Ecological and population-level drivers of gastrointestinal parasitism in the Genus Papio: a meta-analysis

Tue10  Apr09:45am(15 mins)
Stream 4 - Edward Llwyd 0.01
Miss Cassandra Raby


C L Raby2; G Cowlishaw1; A C Fenton2; X A Harrison1
1 Institute of Zoology, UK;  2 University of Liverpool, UK


Emerging infectious diseases are a threat to human health and wildlife populations. Non-human primates are of particular interest due to their close phylogenetic relationship to humans, shared parasites, and their own extinction risk from novel pathogens. We use baboons (Papio) as a model primate species, since they are widely spread across the African continent, and regularly live beside and interact with rural and urban human populations, making them important to human health research.

This study presents the first investigation into key drivers of parasites across baboon species and populations.
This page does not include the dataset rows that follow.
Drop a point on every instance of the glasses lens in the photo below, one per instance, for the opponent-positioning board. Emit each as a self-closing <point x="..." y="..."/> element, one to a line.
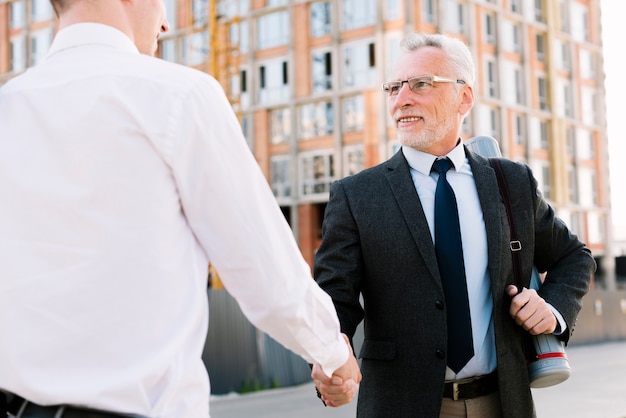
<point x="420" y="84"/>
<point x="392" y="88"/>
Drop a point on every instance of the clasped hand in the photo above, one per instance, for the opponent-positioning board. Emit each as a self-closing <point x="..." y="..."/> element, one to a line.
<point x="531" y="311"/>
<point x="340" y="388"/>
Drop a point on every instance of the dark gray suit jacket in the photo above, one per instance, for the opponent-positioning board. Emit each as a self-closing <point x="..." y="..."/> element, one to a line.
<point x="376" y="243"/>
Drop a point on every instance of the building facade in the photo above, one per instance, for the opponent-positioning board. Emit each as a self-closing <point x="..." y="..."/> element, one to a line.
<point x="304" y="77"/>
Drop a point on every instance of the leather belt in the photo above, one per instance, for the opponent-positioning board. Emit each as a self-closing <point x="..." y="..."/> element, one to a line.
<point x="481" y="386"/>
<point x="21" y="408"/>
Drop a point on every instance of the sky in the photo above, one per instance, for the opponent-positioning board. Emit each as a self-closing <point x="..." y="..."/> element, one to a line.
<point x="613" y="12"/>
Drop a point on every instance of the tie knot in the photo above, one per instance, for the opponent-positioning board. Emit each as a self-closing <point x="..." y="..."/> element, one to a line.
<point x="442" y="165"/>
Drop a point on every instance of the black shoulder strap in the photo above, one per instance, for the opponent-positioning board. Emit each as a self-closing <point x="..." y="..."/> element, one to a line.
<point x="515" y="245"/>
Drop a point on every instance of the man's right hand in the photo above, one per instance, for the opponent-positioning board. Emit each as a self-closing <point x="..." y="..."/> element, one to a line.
<point x="340" y="388"/>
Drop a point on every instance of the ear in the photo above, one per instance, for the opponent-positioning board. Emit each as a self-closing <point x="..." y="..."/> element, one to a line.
<point x="467" y="100"/>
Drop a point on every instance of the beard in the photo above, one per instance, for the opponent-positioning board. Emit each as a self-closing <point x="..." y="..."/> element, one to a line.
<point x="429" y="134"/>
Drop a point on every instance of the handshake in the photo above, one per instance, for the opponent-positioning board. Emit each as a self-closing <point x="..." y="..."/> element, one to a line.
<point x="340" y="388"/>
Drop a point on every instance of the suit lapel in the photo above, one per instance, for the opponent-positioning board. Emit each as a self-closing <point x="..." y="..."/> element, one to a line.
<point x="403" y="189"/>
<point x="493" y="215"/>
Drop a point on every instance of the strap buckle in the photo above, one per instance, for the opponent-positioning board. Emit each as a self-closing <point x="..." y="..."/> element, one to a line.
<point x="455" y="391"/>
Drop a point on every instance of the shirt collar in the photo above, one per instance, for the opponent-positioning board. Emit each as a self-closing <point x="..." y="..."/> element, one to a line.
<point x="423" y="162"/>
<point x="90" y="33"/>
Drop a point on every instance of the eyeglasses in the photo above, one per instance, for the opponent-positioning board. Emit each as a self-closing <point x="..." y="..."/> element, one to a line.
<point x="418" y="85"/>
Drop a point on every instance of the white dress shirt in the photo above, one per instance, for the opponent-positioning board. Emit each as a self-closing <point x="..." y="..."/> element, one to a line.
<point x="122" y="176"/>
<point x="474" y="242"/>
We reviewed data from 45 study sites detailing parasite abundance across five baboon species, to investigate the key environmental and population-level drivers influencing their macroparasite communities. We found that the assemblages of parasite species are indistinguishable across all African baboons. These assemblages differ across NDVI gradients, latitudinal gradients, and temperature gradients. Despite this, there were no significant correlations between parasite richness and the environmental variables, or between baboon troops. We explored variables important to the presence of key microparasites (Balantidium coli and Giardia) and macroparasites (Trichuris spp, Oesophagostamum spp, Streptopharagus spp, and Physaloptera spp), with a range of correlated variables emerging. When exploring across-population patterns of parasites, there are key environmental conditions relating to the assemblages of parasites. We can explore this further to consider how environmental change, or mitigation strategies, will influence the presence of parasite species.